There were 52 true negative cases which revealed chronic sialadenitis(13cases), Kuttner’s tumour(1case), reactive hyperplasia(1case), infected salivary duct cyst(1case), salivary duct cyst(1 case), Pleomorphic adenoma (29cases), Warthin’s tumor (4cases), Oncocytoma (1case) and Basal cell adenoma(1case). Discordant result was seen in a parotid swelling diagnosed as suggestive of Warthin’s tumor due to presence of clusters of benign looking ductal cells, fluidy background, lymphocytes and cyst macrophages which turned out be just an infected salivary duct cyst on biopsy. On the contrary, 2 cases of chronic sialadenitis on FNAC revealed Kuttner’s tumor and Warthin’s tumour respectively on biopsy.

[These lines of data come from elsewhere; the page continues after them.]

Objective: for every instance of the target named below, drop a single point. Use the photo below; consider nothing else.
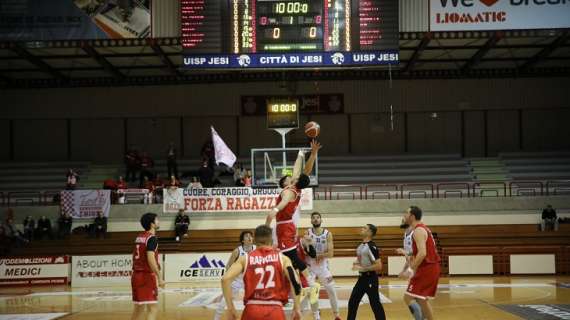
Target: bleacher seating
(537, 165)
(402, 168)
(38, 176)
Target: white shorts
(320, 272)
(238, 284)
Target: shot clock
(282, 113)
(289, 33)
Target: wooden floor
(458, 298)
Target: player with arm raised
(146, 279)
(322, 239)
(246, 240)
(287, 207)
(268, 277)
(424, 264)
(406, 273)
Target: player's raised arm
(315, 146)
(330, 246)
(151, 259)
(420, 237)
(293, 278)
(233, 272)
(298, 166)
(286, 197)
(232, 259)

There were two false negative cases in our study. One case of Mucoepidermoid carcinoma was missed in cytology due to aspiration of only mucoid paucicellular fluid showing only muciphages in a mucoid background in FNAC. Similarly, a case of acinic cell carcinoma was misdiagnosed as sialadenosis as it showed clusters of normal looking acini.

The causes of non-diagnostic aspirate is most commonly due to sampling error which can be due to improper positioning of needle, cystic and haemorrhagic lesions.14, 15 Representative, meticulous sampling and careful clinic-radiological correlation can help to reach a correct diagnosis. Small, non-palplable and deep seated lesions can be approached correctly by image guidance.

The sensitivity, specificity, positive predictive value and negative predictive values of FNAC in our study were 77.8%, 98.11%, 87.5 % and 96.3% respectively [Table 9] with a diagnostic accuracy of 95%, which was comparable with other studies.16, 17, 18, 19, 20


FNAC is an excellent preliminary diagnostic technique for planning the management of salivary gland lesions. However, it can be challenging due to overlapping features and heterogeneity in salivary gland lesions. Therefore FNAC should always be correlated with clinical, radiological findings along with histopathology to reach a definitive diagnosis.

Limitation of our study

The limitation of our study is less number of cases for biopsy due to loss to follow-up resulting in lack of histopathological correlation in all cases.

Source of Funding

The researchers did not receive any grant from outside funding agencies. This was self funding.

Ethical Approval

Prior to FNAC, all participants were oriented about the technique and informed consents were obtained.

Conflict of Interest

The authors declare that they have no conflict of interest.